Optimization Methods
| Method | Description | Reference |
|---|---|---|
| APO | Automatic Prompt Optimization — gradient-free meta-prompt search | Zhou et al., 2023 |
| GEPA | Genetic Evolution of Prompt Architectures — crossover/mutation | Guo et al., 2024 |
Task Sources
Evolution draws training tasks from three sources:
| Source | Method | Coverage |
|---|---|---|
| Nous Research | JSONL reasoning tasks (load_reasoning_tasks()) | General reasoning |
| RASE Objectives | KB objectives → tasks via ObjectiveGenerator | Domain-specific verification |
| Task Ideation | TaskIdeationAgent analyzes capability gaps | Targeted improvement |
The CurriculumAgent orders tasks by difficulty, ensuring agents encounter progressively harder challenges rather than random sampling.
Held-Out Evaluation
The DailyEvaluator runs held-out evaluation against a reserved query pool — queries the evolution process has never seen:
- Sample N queries from the held-out pool (default 50)
- Run each through
AgentRunnerwith the current prompt - Score responses via the xAI evaluator (independent critique)
- Aggregate into a
DailyEvalSummarywith accuracy, per-capability breakdown, and trend
This provides an unbiased measurement of agent improvement over time, separate from the training reward signal.
Calibration
The CalibrationOracle cross-validates local evaluation scores against frontier models (Cerebras, xAI).
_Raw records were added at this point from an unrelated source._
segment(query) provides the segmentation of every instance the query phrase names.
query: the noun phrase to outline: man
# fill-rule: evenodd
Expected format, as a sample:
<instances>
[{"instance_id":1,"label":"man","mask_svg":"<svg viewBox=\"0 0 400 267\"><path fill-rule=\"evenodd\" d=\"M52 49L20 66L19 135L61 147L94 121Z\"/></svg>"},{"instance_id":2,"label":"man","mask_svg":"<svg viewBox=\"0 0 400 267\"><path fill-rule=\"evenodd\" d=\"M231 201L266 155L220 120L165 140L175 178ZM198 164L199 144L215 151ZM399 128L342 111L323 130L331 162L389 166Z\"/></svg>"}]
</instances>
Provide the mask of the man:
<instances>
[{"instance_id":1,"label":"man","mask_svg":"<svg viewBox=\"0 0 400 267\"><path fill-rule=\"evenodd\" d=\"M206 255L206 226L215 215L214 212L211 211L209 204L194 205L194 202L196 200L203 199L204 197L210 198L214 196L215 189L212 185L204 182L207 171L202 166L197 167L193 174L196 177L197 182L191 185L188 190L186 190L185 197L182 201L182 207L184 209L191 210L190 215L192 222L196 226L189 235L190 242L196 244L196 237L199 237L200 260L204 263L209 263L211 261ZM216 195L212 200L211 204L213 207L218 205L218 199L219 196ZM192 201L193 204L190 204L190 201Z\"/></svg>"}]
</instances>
If local scores diverge significantly from frontier assessments, it flags calibration drift — preventing the system from optimizing toward a biased local metric.
Model Merging
Agent versions can be combined in parameter space:
| Method | Description | Reference |
|---|---|---|
| Linear | Weighted average: theta = alpha * theta_1 + (1-alpha) * theta_2 | — |
| TIES | Resolves sign conflicts between model deltas | Yadav et al., 2023 |
| DARE | Drop and rescale for sparse merging | Yu et al., 2024 |
The MergeCoordinator identifies merge candidates (versions with complementary strengths) and validates merged models before registration.
Atropos Compatibility
GaiusEvolutionEnv implements the Atropos BaseEnv interface, exposing Gaius evolution as a standard RL environment for external frameworks:
env = GaiusEvolutionEnv("leader")
item = await env.get_next_item() # Training task
reward = await env.score_response(response) # Verifiable reward
Configuration
evolution {
enabled = true
idle_threshold = 60 # seconds of GPU idle before triggering
cycle_interval = 3600 # minimum seconds between cycles
}
The daemon runs in the engine process and activates only during GPU idle periods to avoid competing with interactive inference.